Comme les recettes ordinaires sont liées au nombre d’inscrits, penchons-nous d’abord sur l’évolution du nombre des inscriptions. On remarque depuis 2012 une érosion des inscriptions, mais cette dernière est inégale selon les niveaux : l’enseignement fondamental ordinaire et spécialisé évolue positivement, alors que le supérieur et la promotion sociale chutent. La HEL seule perd 4,4% de ses élèves entre 2019 et 2020. Si on observe l’évolution par option, on se rend compte que la section pédagogique, qui forme de futurs instituteurs et de futurs professeurs du secondaire, perd 5,4% d’étudiants. Alors que ce sont des métiers en pénurie ! Où vont-ils s’inscrire et pourquoi ? La lecture du dernier PV de l’organe de gestion de la HEL nous donne des pistes de réponse par la voix de représentants étudiants qui s’indignent contre le manque d’encadrement qui dégrade la qualité de la formation et leur fait craindre d’être pénalisés sur le marché du travail par rapport aux jeunes sortants des autres hautes écoles. La promotion sociale accuse quant à elle une perte de pas moins de 16%. En ce qui concerne le secondaire, toutes options confondues, on observe une moyenne de 4437 élèves entre 2010 et 2018, sans écarts remarquables, mais en 2019, on passe à 4303 et cette année, à 4122. Seul Waha est en progression. Destenay, lui, chute de plus de 7%. Mais j’y reviendrai plus en détail lors du conseil communal de janvier lors duquel on aura enfin droit au débat sur la rentrée scolaire de septembre dernier. Une baisse d’inscription entraine une diminution des subsides, et une diminution des subsides, c’est-à-dire des recettes, provoque inévitablement une dégradation de la situation sur le terrain en termes d’encadrement, de matériel, de confort. Actuellement, la ville se contente de ce qu’elle reçoit de la fédération Wallonie Bruxelles et ce n’est pas suffisant. Il faut un investissement communal complémentaire. C’est comme ça que c’est censé marcher. Mais cela fait la 4e année consécutive que vous annoncez une hausse du budget de l’IP aux alentours de 33, 34 millions d’€ alors que les comptes montrent que l’on stagne à 30 millions, une dépense stabilisée, moindre que ce qui était budgétisé de 3 à 4 millions par an, et qui ne tient pas compte de l’inflation.

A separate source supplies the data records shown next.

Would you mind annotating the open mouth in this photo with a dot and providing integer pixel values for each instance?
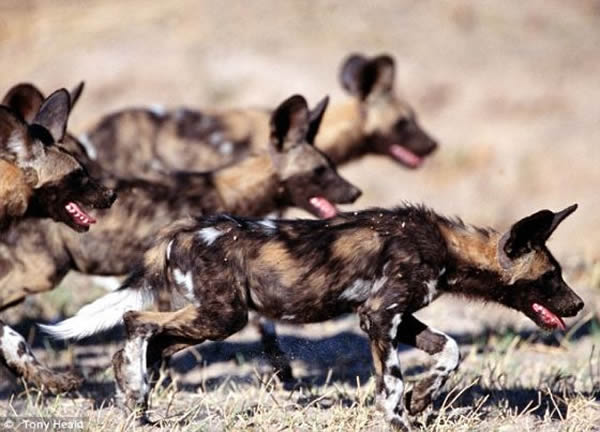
(405, 156)
(78, 215)
(323, 207)
(549, 319)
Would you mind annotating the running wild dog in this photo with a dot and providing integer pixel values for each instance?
(37, 176)
(202, 277)
(35, 255)
(147, 143)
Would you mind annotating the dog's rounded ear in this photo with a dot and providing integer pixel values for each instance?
(54, 113)
(315, 118)
(533, 230)
(76, 93)
(14, 142)
(289, 123)
(25, 100)
(350, 73)
(363, 78)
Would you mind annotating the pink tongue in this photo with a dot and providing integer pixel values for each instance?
(405, 156)
(79, 216)
(548, 317)
(325, 208)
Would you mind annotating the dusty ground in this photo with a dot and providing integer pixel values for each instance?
(510, 89)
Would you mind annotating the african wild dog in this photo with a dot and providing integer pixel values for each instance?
(203, 276)
(35, 254)
(147, 143)
(37, 176)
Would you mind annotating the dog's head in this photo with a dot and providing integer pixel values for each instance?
(391, 126)
(534, 278)
(310, 180)
(61, 185)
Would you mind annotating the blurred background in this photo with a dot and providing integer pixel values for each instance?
(510, 90)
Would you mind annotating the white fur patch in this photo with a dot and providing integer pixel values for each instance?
(226, 148)
(102, 314)
(449, 357)
(88, 146)
(134, 353)
(395, 323)
(358, 291)
(378, 284)
(210, 234)
(431, 290)
(9, 344)
(185, 280)
(169, 247)
(268, 224)
(394, 386)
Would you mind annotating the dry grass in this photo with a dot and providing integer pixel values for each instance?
(505, 385)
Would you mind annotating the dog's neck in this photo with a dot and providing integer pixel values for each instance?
(341, 135)
(250, 187)
(474, 269)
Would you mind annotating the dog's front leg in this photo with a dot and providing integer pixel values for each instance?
(18, 357)
(389, 383)
(130, 366)
(445, 353)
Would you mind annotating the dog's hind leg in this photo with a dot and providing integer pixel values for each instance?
(16, 354)
(277, 357)
(445, 353)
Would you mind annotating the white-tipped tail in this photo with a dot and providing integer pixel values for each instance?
(100, 315)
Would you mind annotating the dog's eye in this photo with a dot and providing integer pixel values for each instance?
(320, 170)
(402, 123)
(549, 282)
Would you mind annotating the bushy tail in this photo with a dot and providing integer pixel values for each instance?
(137, 292)
(102, 314)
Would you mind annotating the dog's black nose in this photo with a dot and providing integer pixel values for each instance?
(111, 196)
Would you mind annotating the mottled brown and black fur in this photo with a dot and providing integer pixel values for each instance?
(149, 143)
(203, 276)
(36, 254)
(37, 176)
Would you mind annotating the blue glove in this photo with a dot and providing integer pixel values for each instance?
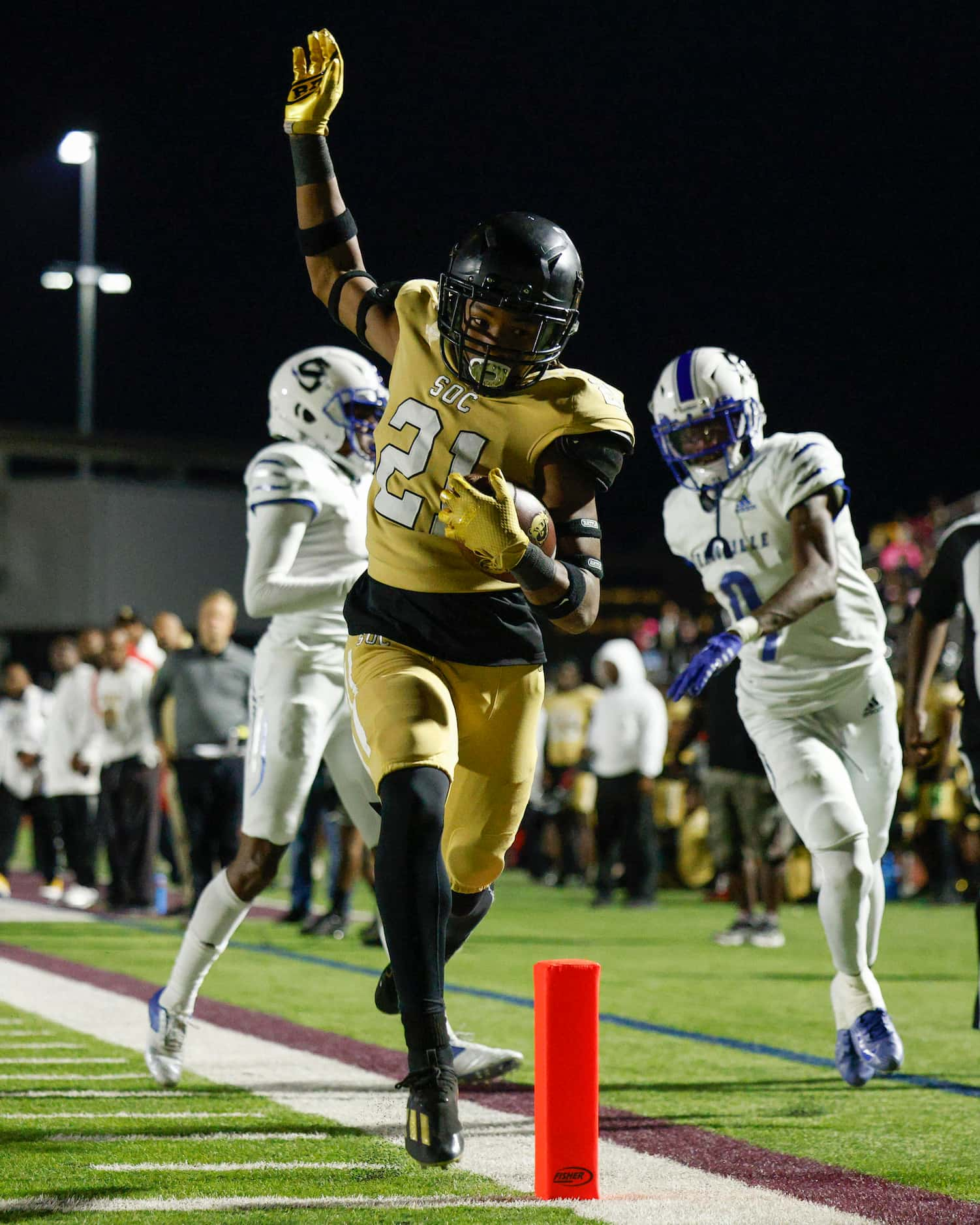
(716, 654)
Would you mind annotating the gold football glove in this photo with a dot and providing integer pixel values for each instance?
(318, 89)
(484, 524)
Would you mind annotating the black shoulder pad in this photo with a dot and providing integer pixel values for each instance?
(600, 453)
(378, 295)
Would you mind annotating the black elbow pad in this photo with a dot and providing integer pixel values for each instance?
(600, 455)
(378, 295)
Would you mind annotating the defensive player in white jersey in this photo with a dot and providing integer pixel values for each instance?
(766, 522)
(307, 528)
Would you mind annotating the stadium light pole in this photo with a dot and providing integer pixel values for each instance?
(79, 149)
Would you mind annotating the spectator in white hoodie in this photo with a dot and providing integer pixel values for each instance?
(72, 793)
(628, 739)
(23, 711)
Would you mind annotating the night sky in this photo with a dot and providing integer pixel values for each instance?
(769, 178)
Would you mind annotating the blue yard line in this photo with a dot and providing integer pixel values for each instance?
(609, 1018)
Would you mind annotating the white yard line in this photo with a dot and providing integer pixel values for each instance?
(134, 1114)
(40, 1046)
(97, 1093)
(69, 1059)
(226, 1203)
(15, 911)
(72, 1076)
(499, 1144)
(221, 1166)
(106, 1137)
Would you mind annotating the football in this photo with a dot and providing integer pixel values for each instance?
(533, 517)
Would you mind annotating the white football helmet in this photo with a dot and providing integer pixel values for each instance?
(707, 417)
(328, 396)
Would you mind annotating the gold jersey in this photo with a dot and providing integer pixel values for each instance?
(420, 590)
(569, 713)
(434, 427)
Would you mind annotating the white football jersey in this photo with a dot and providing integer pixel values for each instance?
(335, 544)
(809, 663)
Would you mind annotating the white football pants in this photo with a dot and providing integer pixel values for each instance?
(298, 716)
(836, 772)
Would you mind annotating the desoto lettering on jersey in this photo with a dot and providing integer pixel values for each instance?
(804, 665)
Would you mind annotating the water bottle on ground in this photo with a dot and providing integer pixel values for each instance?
(161, 894)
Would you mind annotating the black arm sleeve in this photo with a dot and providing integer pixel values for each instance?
(600, 455)
(943, 587)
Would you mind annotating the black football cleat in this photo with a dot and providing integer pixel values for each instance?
(433, 1131)
(386, 993)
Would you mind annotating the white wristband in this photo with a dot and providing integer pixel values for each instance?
(746, 629)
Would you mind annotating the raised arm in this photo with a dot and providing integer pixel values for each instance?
(328, 234)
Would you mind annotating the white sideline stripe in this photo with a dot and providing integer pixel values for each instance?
(69, 1059)
(219, 1166)
(104, 1137)
(72, 1076)
(16, 911)
(639, 1187)
(40, 1046)
(135, 1114)
(161, 1094)
(226, 1203)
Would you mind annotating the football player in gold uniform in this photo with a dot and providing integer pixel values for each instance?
(444, 662)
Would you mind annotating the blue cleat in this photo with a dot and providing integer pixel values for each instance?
(850, 1064)
(876, 1040)
(164, 1043)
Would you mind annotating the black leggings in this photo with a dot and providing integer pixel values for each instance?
(412, 886)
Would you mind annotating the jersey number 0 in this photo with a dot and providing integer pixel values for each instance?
(466, 450)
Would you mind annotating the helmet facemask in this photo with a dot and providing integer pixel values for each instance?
(358, 411)
(730, 431)
(482, 363)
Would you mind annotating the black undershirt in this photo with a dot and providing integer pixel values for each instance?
(488, 629)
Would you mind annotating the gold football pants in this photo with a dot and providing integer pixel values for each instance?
(476, 724)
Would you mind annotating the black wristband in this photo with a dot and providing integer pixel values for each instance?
(590, 564)
(333, 301)
(579, 527)
(322, 238)
(311, 160)
(536, 569)
(570, 601)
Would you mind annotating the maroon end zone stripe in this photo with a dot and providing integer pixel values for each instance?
(23, 887)
(799, 1177)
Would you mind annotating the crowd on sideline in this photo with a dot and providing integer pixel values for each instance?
(138, 748)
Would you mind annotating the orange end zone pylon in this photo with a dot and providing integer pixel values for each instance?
(566, 1080)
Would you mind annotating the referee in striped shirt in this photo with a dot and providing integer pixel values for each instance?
(953, 580)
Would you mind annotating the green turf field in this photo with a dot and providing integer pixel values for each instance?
(658, 965)
(61, 1157)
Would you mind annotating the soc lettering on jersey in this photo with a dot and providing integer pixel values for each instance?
(744, 552)
(434, 427)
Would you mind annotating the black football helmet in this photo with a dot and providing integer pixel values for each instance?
(521, 264)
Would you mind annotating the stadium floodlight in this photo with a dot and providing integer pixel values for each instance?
(55, 280)
(76, 147)
(80, 149)
(115, 283)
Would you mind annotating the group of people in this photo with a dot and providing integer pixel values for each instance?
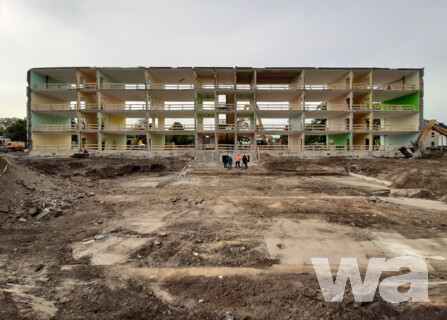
(227, 160)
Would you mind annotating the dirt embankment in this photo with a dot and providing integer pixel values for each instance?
(428, 175)
(33, 188)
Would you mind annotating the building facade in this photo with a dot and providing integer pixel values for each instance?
(212, 108)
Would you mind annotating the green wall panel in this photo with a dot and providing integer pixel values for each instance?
(412, 99)
(339, 139)
(40, 118)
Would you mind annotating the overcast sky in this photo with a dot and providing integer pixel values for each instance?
(255, 33)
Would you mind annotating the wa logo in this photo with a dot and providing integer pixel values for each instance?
(416, 278)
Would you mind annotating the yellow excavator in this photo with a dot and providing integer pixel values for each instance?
(417, 145)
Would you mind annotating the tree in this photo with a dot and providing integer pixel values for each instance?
(13, 128)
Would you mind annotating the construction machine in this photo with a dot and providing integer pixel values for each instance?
(6, 145)
(432, 125)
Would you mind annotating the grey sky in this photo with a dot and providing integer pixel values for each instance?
(311, 33)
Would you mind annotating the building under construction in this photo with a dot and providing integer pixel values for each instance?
(347, 110)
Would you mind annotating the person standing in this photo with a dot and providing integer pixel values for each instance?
(244, 162)
(225, 160)
(238, 161)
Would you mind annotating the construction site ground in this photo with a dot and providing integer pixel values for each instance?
(173, 238)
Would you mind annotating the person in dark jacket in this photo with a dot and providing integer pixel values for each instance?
(244, 162)
(225, 160)
(230, 162)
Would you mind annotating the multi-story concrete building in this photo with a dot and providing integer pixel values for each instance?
(349, 109)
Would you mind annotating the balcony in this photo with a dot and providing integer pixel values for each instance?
(361, 106)
(394, 128)
(399, 86)
(244, 87)
(360, 127)
(124, 127)
(291, 86)
(174, 127)
(173, 107)
(54, 86)
(277, 107)
(166, 86)
(331, 86)
(56, 148)
(225, 107)
(205, 107)
(361, 86)
(394, 107)
(329, 107)
(89, 127)
(323, 127)
(226, 126)
(206, 127)
(123, 86)
(126, 107)
(87, 85)
(55, 127)
(53, 107)
(278, 127)
(89, 106)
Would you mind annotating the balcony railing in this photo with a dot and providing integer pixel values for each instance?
(121, 86)
(278, 147)
(394, 128)
(329, 107)
(290, 86)
(168, 86)
(226, 126)
(206, 127)
(394, 107)
(53, 106)
(323, 127)
(176, 127)
(89, 126)
(124, 127)
(394, 86)
(89, 106)
(87, 85)
(361, 86)
(244, 87)
(360, 147)
(205, 86)
(205, 107)
(173, 107)
(225, 86)
(360, 106)
(225, 107)
(55, 148)
(125, 107)
(245, 107)
(360, 127)
(206, 147)
(277, 107)
(54, 86)
(56, 127)
(278, 127)
(89, 147)
(140, 147)
(331, 86)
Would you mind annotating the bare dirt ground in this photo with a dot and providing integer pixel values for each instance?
(108, 238)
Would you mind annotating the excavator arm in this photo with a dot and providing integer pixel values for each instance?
(432, 125)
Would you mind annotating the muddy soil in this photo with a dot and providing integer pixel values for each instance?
(169, 239)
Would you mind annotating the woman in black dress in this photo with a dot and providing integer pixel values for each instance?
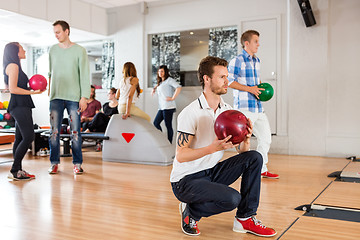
(20, 107)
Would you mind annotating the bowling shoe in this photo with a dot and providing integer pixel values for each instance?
(268, 174)
(19, 175)
(32, 176)
(188, 224)
(53, 169)
(78, 169)
(254, 226)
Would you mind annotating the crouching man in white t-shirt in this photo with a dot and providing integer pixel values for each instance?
(198, 179)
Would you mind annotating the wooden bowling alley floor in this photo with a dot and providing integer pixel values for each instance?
(133, 201)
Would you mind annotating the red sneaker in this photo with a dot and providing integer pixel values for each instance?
(254, 226)
(188, 224)
(268, 174)
(53, 169)
(29, 175)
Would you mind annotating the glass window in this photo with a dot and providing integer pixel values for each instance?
(182, 51)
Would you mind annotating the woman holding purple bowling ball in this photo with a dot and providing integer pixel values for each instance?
(20, 107)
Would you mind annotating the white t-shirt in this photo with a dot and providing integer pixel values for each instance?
(198, 119)
(125, 91)
(167, 89)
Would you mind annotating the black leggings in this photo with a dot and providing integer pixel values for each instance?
(99, 123)
(24, 135)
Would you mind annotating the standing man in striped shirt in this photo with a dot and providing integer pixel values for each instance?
(244, 78)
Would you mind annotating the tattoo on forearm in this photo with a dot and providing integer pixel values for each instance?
(182, 139)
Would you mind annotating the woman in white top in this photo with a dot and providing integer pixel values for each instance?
(167, 89)
(129, 92)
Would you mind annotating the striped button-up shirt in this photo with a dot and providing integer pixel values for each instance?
(245, 69)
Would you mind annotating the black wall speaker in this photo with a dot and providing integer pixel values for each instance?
(307, 12)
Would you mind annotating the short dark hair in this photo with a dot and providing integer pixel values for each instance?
(206, 67)
(166, 70)
(64, 25)
(247, 35)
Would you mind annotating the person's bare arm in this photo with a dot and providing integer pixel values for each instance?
(12, 70)
(245, 145)
(186, 154)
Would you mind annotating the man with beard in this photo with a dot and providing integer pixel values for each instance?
(198, 178)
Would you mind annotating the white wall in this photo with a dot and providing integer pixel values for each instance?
(77, 13)
(190, 55)
(318, 101)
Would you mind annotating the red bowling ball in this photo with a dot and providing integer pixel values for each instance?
(232, 122)
(38, 82)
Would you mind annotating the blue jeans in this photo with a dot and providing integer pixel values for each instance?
(208, 193)
(57, 107)
(166, 115)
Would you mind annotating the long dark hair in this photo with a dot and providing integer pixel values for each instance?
(159, 79)
(11, 55)
(129, 70)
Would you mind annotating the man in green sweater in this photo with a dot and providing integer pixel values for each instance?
(69, 80)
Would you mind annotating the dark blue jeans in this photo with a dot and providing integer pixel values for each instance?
(57, 107)
(166, 115)
(208, 193)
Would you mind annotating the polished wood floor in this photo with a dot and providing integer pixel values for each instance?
(133, 201)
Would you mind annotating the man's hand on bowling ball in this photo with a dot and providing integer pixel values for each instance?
(256, 91)
(223, 144)
(250, 130)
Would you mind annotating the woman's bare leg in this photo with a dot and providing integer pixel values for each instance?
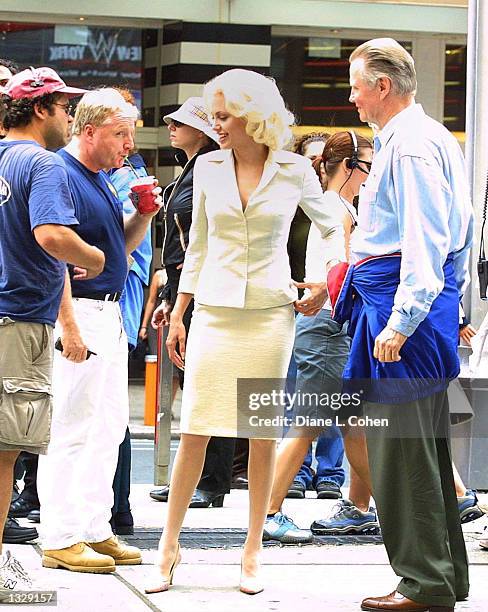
(289, 459)
(262, 454)
(187, 470)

L’évolution de la répartition des dépenses nettes de la ville par niveau d’enseignement est également intéressante à regarder. On remarque un investissement net de la ville dans le fondamental, mais un abandon de plus en plus marqué pour le secondaire général, artistique et technique, ainsi que le spécialisé. La fédération Wallonie Bruxelles ne subsidie pas entièrement les élèves de la ville de Liège, à charge pour le PO de mettre la différence, j’en parlais plus haut. Si c’est un peu le cas pour le fondamental, le secondaire vit uniquement de ses subsides et, on ne sait trop comment, la Ville tire même parti de ce poste là en 2016 et 2017 puisque les recettes ordinaires dépassent les dépenses ordinaires. Dans le spécialisé, les subsides sont en hausse mais la ville semble se désengager pour stabiliser ses dépenses, sa part tend à devenir nulle. Le collège doit pérenniser l’offre liégeoise dans sa diversité en lui octroyant les fonds nécessaires à hauteur de ses besoins et de ses ambitions. Si vous ne réinvestissez pas dans l’enseignement secondaire, supérieur et de promotion sociale, vous acceptez et prévoyez sa mort à long terme. L’enseignement prépare l’avenir. Nous ne sommes pas d’accord avec l’avenir que, pour le moment, vous semblez réserver à l’instruction publique.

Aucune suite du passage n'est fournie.